MEG TIRRELL: We are out of time, but just to follow up quickly on that point, you said you just got some more funding to work on this.

SCOTT GOTTLIEB: Yes.

MEG TIRRELL: Do you have enough money to really try to do something about opioids?

SCOTT GOTTLIEB: You can always do more with more. I think on the review side -- you know, I think we have a robust program in place. The place where we had been providing some technical assistance to Congress and we got additional resources was in the international mail facilities. I think the ability to inspect 100,000 packages -- even though it's probably only going to be now, you know, .2 percent of all the packages are presumed to have drugs, and that sounds like a very little number. We're getting closer to a representative sample where if we're targeting -- we're getting good information, we're targeting what we're opening, we're going to catch a lot more bad stuff.

MEG TIRRELL: All right. Last question for you. Almost a year into the job, not quite a year into the job, what are you hoping your legacy is when you leave this position? Is there a previous FDA commissioner you would say, you know, I would love to have that kind of legacy?

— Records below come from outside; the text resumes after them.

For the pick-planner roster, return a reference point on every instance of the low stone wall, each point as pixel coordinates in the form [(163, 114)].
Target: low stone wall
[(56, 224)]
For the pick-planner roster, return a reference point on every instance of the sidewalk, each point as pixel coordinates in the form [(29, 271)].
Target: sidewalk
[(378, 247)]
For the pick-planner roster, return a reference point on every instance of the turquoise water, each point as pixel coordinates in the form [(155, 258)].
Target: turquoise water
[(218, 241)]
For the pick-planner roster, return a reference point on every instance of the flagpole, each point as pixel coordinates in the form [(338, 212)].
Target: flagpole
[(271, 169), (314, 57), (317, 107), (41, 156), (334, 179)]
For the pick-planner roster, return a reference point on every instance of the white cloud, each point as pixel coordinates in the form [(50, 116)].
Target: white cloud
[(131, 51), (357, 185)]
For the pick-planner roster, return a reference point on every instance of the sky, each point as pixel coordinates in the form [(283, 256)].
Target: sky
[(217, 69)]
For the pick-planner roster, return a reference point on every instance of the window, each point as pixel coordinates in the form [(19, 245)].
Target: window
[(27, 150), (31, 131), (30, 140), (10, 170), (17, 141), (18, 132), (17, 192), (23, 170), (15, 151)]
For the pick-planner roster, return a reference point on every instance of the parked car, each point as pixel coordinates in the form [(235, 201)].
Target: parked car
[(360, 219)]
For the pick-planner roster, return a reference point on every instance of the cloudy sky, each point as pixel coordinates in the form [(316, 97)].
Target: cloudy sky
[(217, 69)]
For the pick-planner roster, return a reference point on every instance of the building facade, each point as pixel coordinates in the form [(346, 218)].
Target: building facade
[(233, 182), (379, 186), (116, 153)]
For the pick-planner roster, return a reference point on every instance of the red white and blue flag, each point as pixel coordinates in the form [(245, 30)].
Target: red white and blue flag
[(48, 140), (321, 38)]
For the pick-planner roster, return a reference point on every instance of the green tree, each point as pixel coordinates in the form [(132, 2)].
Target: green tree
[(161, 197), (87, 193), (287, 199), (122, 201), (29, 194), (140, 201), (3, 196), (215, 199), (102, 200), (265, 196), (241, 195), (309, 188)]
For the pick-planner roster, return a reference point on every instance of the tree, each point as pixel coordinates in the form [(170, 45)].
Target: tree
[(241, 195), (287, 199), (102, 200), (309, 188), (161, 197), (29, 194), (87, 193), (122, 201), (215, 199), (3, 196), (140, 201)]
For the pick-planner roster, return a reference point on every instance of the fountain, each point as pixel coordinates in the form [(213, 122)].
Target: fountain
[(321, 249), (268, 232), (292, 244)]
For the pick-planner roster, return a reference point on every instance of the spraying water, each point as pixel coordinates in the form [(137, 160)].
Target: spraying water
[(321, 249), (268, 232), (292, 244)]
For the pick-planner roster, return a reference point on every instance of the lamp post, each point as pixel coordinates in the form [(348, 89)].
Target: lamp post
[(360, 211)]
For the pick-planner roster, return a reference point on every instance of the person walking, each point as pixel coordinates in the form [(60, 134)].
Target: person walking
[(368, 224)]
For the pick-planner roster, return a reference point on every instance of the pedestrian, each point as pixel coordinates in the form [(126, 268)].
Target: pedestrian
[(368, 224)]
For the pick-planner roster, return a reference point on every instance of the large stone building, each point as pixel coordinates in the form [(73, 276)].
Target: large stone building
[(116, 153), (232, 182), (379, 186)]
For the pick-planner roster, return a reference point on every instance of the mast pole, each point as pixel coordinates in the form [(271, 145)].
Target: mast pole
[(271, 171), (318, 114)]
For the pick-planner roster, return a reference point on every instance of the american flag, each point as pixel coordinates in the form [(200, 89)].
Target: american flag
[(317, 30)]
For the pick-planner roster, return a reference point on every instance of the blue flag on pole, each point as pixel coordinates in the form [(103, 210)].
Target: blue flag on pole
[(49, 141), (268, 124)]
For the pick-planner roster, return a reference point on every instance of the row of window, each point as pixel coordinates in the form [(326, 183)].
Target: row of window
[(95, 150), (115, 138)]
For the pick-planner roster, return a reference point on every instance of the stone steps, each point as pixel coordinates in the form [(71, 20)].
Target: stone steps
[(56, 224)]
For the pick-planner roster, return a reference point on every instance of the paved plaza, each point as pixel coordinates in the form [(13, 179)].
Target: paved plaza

SCOTT GOTTLIEB: Well, I'll let you write my legacy. But, you know, I think the stuff that we're doing around tobacco is going to be very important. I'm going to make some announcements tomorrow about nutrition. We talk a lot about new technology, and we're going to be rolling out some initiatives on how to advance gene therapy as an area. Like we did with cell-based regenerative medicine, we're going to have a suite of guidances that's going to try to define accelerated approval endpoints for gene therapy. I think continuing to open up opportunities for this new technology to mature is going to be very important, and I think we're at a defining moment right now. We're setting the rules for that. But I think the most important thing that we can do is get back to public health basics: Reduce smoking rates, promote healthy diets, promote vaccination rates. If we can actually make significant progress in those three things, the public health gains would dwarf any single invention that we could come up with. So we've said what we're going to do on tobacco. I think we're going to start talking a lot more about nutrition starting tomorrow.